En toen kwam er ook nog een koeienrevolutie! Er kwamen ‘rebel- koeien’ of ‘dwaze koeien’, die zeg maar prettig gestoord waren! En ze kregen last van BSE. Koopmans verteld dat BSE geen ziekte is! Het zouden koeien zijn, die heel even raar gedrag vertonen!
En zo worden er nog veel meer voorbeelden gegeven. Ik vond het boek erg makkelijk geschreven. Het las lekker weg! Sommige hoofdstukken waren wat langdradig. Er werden bijvoorbeeld twee hoofdstukken gewijd aan de notaris. Dat was eigenlijk wel een beetje saai!

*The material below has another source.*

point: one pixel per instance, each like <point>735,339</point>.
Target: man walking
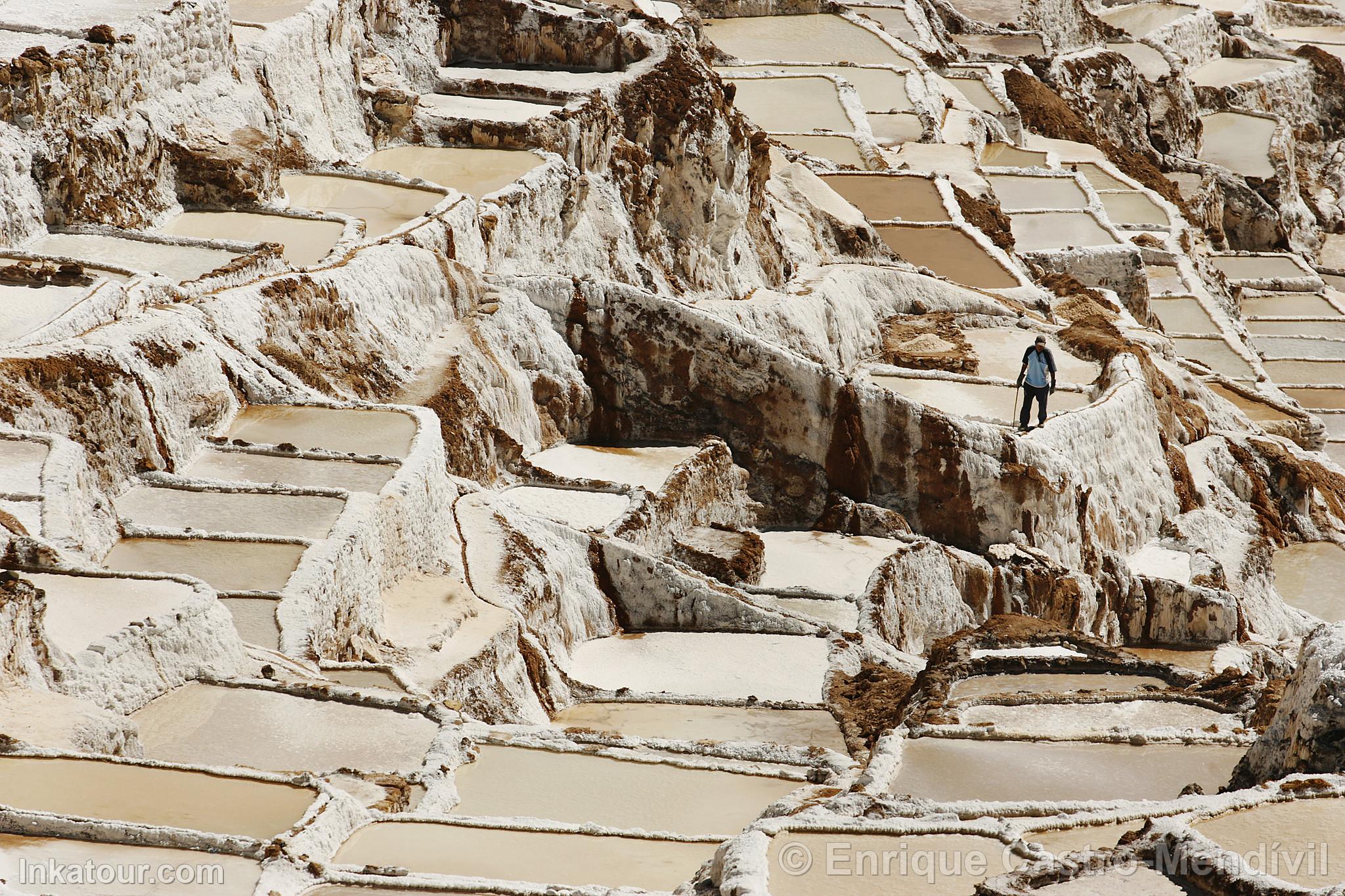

Voor de rest was het boek zeer goed en leuk. Er zit humor in, er zit drama in, er zit liefde in!
Alle elementen vind je terug. En nu het mooie van alles, het is echt gebeurd, maar op zo’n manier geschreven dat je er meer over gaat nadenken.
Ik zou het boek aanraden bij iedereen, die mee zich wil verdiepen in een dorp waar langzaam alles verdwijnt! Maar ik zou het afraden bij iemand die niet van realistische verhalen houdt of van biografieën.
Mijn acht beoordelingswoorden/zinnen zijn: realistisch, nooit bij stilgestaan, idioot (in de zin van vreemd!), kan dat echt?, triest, mooi, bijzonder en heel uniek!
Het was een prachtig boek, maar het is geen boek, wat je in een keer kan uitlezen! Af en toe is het saai, zoals het hoofdstuk met de gedichten.